IMAGE

Katie Peterson is a graduate of both our part-time Intro to Web Development course and our full-time iOS Development Bootcamp in Vancouver! She's taken the time to write about her experience with Lighthouse Labs taking her from Engineer to a new career as an iOS Developer in Calgary.

In April of 2014, my husband and I moved to Calgary. Before that, we lived in Boise, Idaho, where I was working as a Process Control Engineer at a semiconductor manufacturing company called Micron Technology. My original plan when we moved was to find a job as an Engineer. However, my skill set was rather specific to the industry I had worked in. A number of recruiters told me that they couldn’t understand my resume. I had worked as an Engineer for seven years, but my experience didn’t translate to the economy in Calgary. I needed to start my career over.

At the same time, I was trying to make new friends. My favourite resource for meeting fun, interesting women to be friends with was (is!) The Chic Geek, a Meetup group for techie women. Right away, I was drawn to the collaborative vibe I got from Chic Geek developers. They gave free seminars divulging the secrets of how they learned to build beautiful websites! They put their life’s work on the internet for anyone to copy, modify and enjoy! Compared to the engineering culture of Calgary, which is challenging for a newcomer to infiltrate, coding threw its arms wide open to me and I was hooked.

The part-time course cleared up any doubts I had – it was fun, engaging and challenging without being too challenging. Plus, I built relationships with great professional developers.

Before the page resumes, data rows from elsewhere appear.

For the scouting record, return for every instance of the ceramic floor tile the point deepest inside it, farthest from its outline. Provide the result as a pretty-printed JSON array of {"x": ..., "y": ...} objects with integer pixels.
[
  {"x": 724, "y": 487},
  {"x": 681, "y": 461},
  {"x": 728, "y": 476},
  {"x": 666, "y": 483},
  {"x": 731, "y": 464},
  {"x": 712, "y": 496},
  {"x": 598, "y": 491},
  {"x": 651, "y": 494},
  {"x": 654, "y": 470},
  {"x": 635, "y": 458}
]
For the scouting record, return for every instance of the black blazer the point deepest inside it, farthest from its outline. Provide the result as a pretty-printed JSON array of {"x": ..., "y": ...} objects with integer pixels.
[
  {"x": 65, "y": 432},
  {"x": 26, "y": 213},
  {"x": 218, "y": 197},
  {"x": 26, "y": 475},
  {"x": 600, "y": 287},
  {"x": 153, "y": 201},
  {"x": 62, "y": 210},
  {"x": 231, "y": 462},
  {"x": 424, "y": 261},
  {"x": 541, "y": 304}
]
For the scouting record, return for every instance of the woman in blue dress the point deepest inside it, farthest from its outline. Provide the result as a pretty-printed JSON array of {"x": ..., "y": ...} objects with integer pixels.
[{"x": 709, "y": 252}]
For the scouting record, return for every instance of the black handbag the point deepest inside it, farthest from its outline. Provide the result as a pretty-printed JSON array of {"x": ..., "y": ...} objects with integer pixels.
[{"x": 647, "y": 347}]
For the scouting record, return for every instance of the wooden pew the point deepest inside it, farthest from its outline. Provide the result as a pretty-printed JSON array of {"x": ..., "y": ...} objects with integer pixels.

Through The Chic Geek, I participated in a sci-fi book club, Ladies Learning Code workshops and (drum roll please) The HTML 500. There I met Jeremy Shaki, who did his Chief Talking Officer thing. He suggested to me that Engineers do very well in Lighthouse bootcamps and planted an idea in my head that rolled around for months. Up to that point, I had thought of coding as something fun to learn while I hustled to find myself a job. I had not considered that coding could be the job. But, once I started to consider it, I couldn’t stop.

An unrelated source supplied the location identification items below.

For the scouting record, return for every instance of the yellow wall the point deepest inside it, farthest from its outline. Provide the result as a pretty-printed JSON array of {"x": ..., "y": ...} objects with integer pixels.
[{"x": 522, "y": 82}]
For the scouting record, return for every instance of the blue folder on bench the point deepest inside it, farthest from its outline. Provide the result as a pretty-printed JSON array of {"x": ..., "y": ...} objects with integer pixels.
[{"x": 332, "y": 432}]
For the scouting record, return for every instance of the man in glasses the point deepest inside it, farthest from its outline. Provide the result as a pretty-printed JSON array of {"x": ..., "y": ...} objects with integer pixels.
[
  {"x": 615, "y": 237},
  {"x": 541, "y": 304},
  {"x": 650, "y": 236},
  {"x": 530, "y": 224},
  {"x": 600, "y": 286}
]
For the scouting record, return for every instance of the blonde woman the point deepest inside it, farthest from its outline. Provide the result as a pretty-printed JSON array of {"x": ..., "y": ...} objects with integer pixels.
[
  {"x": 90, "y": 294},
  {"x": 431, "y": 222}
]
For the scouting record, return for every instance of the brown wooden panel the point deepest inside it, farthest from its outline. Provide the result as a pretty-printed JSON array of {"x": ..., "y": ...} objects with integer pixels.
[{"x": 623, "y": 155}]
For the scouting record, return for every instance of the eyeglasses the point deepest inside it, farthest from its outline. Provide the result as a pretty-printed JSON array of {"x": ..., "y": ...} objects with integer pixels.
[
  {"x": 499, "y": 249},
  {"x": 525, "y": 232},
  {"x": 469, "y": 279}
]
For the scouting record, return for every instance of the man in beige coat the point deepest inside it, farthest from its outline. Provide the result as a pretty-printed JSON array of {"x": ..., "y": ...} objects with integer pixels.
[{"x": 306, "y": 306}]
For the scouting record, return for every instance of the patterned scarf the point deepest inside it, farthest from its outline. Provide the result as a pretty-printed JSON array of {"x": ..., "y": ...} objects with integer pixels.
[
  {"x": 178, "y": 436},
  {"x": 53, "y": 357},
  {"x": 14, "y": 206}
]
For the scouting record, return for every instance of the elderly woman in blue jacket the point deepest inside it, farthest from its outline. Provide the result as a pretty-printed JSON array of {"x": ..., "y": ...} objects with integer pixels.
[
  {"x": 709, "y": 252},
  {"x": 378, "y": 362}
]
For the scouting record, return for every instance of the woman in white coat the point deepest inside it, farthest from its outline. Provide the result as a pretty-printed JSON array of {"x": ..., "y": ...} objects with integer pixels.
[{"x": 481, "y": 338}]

In April of this year, a full year after I moved to Canada and a year-and-a-half after I left my last job with no plans of how to get another one, Lighthouse Labs did their first part-time Intro to Web Development course in Calgary. By that point, I was leaning towards iOS, but I took the part-time course as a low-risk opportunity to make sure I liked coding and liked the Lighthouse teaching model. The part-time course cleared up any doubts I had – it was fun, engaging and challenging without being too challenging. Plus, I built relationships with great professional developers. Shortly after completing the part-time course, I applied for the August iOS Bootcamp.

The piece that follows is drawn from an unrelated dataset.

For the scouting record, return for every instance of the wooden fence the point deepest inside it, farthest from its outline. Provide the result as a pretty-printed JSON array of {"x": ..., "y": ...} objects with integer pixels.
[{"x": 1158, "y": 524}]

Nothing could have prepared me for the size and complexity of the code base I inherited, but the bootcamp taught me not to be afraid of the challenge.

The iOS Bootcamp! I love and miss that merry little band of misfit geniuses! The bootcamp lived up to it’s name, to it’s reputation of relentless intensity. I went into it expecting that my systematic engineering approach to problem solving would be directly applicable – I was correct. However, there are aspects of coding that surprised me. For example, learning Objective-C was like learning a foreign language. I dreamed feverishly in while loops, delegate patterns and hot-gluing UIButtons to my iPhone screen every night.

I also found that at its most zen, it feels a lot like creative writing – I would start with a high level idea of what I wanted to accomplish and later pull myself out of coding trance to find that five hours had passed. That’s not to say that I’m particularly gifted – my code is as sophomoric as my writing. However, it taps into artistic parts of my brain in a way that is creatively quite satisfying.

And now, my career. I work at a InVistaWare: a small, but growing dev shop in Calgary with an iOS team of four developers plus in-house web and back end. Nothing could have prepared me for the size and complexity of the code base I inherited, but the bootcamp taught me not to be afraid of the challenge.

I understand that part of my process is to spend entire days on Stack Overflow or in Ray Wenderlich tutorials to learn how to approach a problem. I regularly consult the great developers around me, another thing I picked up in the bootcamp. I feel like this is what it would have been like if my family had moved to Mexico after my first year of high school Spanish. I’m getting by! People understand what I’m trying to say! Every day I pick up something new and feel more confident. Now I see my inability to land an engineering job as a lucky turn of events that pushed me in a better direction.